Bias is the difference between the average prediction of our model and the correct value which we are trying to predict. Model with high bias pays very little attention to the training data and oversimplifies the model. It always leads to high error on training and test data.
What is variance?
Variance is the variability of model prediction for a given data point or a value which tells us spread of our data. Model with high variance pays a lot of attention to training data and does not generalize on the data which it hasn’t seen before. As a result, such models perform very well on training data but has high error rates on test data.
Can you explain the difference between deep learning and machine learning?

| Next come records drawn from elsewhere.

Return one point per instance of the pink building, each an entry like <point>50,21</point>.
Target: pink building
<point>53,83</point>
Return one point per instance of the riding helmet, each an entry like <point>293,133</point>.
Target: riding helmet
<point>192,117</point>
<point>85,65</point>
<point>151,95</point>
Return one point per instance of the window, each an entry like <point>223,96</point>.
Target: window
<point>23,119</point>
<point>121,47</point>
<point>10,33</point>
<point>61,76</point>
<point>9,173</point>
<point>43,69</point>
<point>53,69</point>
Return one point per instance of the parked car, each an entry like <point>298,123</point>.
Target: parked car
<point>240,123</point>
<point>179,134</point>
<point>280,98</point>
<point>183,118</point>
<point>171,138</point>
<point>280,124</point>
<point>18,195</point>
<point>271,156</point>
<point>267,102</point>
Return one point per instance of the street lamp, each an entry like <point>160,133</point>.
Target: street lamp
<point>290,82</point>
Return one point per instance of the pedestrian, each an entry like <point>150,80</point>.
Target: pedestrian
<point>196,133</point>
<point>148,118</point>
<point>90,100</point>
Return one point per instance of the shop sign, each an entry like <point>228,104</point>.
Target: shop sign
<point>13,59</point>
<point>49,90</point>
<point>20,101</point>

Deep learning is a subfield of machine learning that uses artificial neural networks with multiple layers to learn and represent complex patterns and relationships in data. In contrast, machine learning is a broader field that includes a variety of algorithms and techniques for training models to make predictions or decisions based on data.

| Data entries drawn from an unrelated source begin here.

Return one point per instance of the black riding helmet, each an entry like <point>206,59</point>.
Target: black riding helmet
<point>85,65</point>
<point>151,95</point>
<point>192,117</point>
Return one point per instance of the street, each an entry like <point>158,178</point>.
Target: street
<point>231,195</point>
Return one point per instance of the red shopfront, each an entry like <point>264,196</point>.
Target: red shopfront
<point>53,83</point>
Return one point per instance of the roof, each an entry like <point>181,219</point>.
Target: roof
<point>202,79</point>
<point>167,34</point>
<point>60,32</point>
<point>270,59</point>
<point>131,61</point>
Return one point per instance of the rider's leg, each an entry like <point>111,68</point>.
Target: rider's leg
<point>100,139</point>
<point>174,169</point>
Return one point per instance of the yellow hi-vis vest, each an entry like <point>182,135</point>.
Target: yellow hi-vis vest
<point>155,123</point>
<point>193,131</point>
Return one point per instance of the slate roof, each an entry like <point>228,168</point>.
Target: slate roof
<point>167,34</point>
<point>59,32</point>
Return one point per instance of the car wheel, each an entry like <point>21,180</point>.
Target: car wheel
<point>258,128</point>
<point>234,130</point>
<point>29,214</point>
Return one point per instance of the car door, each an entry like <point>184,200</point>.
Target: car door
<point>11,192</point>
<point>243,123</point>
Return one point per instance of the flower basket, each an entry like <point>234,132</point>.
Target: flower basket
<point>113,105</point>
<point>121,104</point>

The key difference between deep learning and traditional machine learning is the complexity and flexibility of the models.

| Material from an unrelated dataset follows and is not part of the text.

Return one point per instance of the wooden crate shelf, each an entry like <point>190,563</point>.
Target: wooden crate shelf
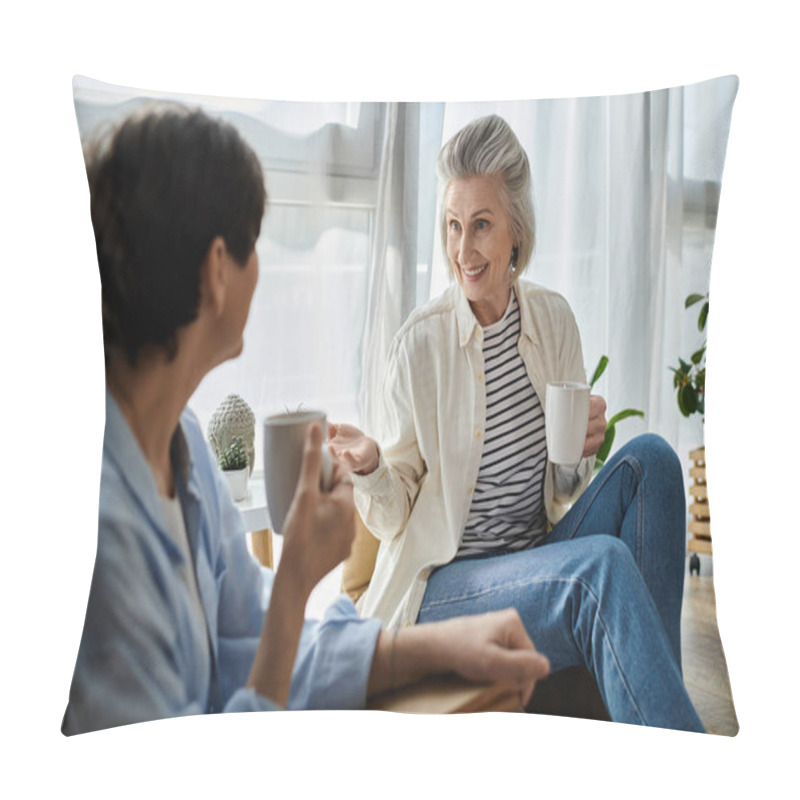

Traditional machine learning algorithms, such as decision trees, support vector machines, and linear regression, typically rely on handcrafted features and are limited in their ability to handle large amounts of data or complex relationships between variables.
Deep learning, on the other hand, can automatically learn hierarchical representations of features from raw data, and can model highly nonlinear relationships between variables. Deep learning algorithms, such as convolutional neural networks (CNNs) and recurrent neural networks (RNNs), have been successfully applied to a wide range of tasks, such as image and speech recognition, natural language processing, and game playing.
In summary, deep learning is a subset of machine learning that uses deep neural networks with multiple layers to learn complex patterns in data. While traditional machine learning focuses on handcrafted features and simpler models, deep learning can automatically learn complex representations of data and is particularly effective in applications that require handling large amounts of data and complex relationships between variables.
Can you describe the steps involved in building a machine learning pipeline?
Building a machine learning pipeline involves several key steps, which can vary depending on the specific application and the data available. Here are some common steps involved in building a machine learning pipeline:
- Data preparation and preprocessing: This step involves collecting and cleaning the data, handling missing values, and converting the data into a format suitable for analysis. This may involve tasks such as data cleaning, normalization, feature scaling, and feature engineering.
- Feature selection: This step involves selecting the subset of features that are most relevant for the model. This can be done using various techniques such as correlation analysis, feature importance ranking, and principal component analysis.
- Model selection: This step involves selecting the appropriate model for the problem at hand. The choice of model depends on the specific problem, the data, and the performance metrics. Common machine learning models include decision trees, linear and logistic regression, support vector machines, and neural networks.
- Model training: This step involves training the selected model on the prepared data. This may involve splitting the data into training and testing sets, and using cross-validation techniques to estimate the model’s performance on new data.
- Hyperparameter tuning: This step involves selecting the optimal values for the model’s hyperparameters, which are parameters that are not learned from the data but are set prior to training. This can be done using techniques such as grid search or random search.
- Model evaluation: This step involves evaluating the performance of the trained model on the testing set, using appropriate performance metrics such as accuracy, precision, recall, and F1-score.
- Deployment and monitoring: Once the model is trained and evaluated, it can be deployed in production environments. This step involves integrating the model into a larger system, and monitoring its performance and accuracy over time.
Overall, building a machine learning pipeline requires a combination of domain knowledge, technical skills, and experience with data analysis and modeling techniques. Effective machine learning pipelines require careful attention to each of these steps, as well as ongoing refinement and optimization over time.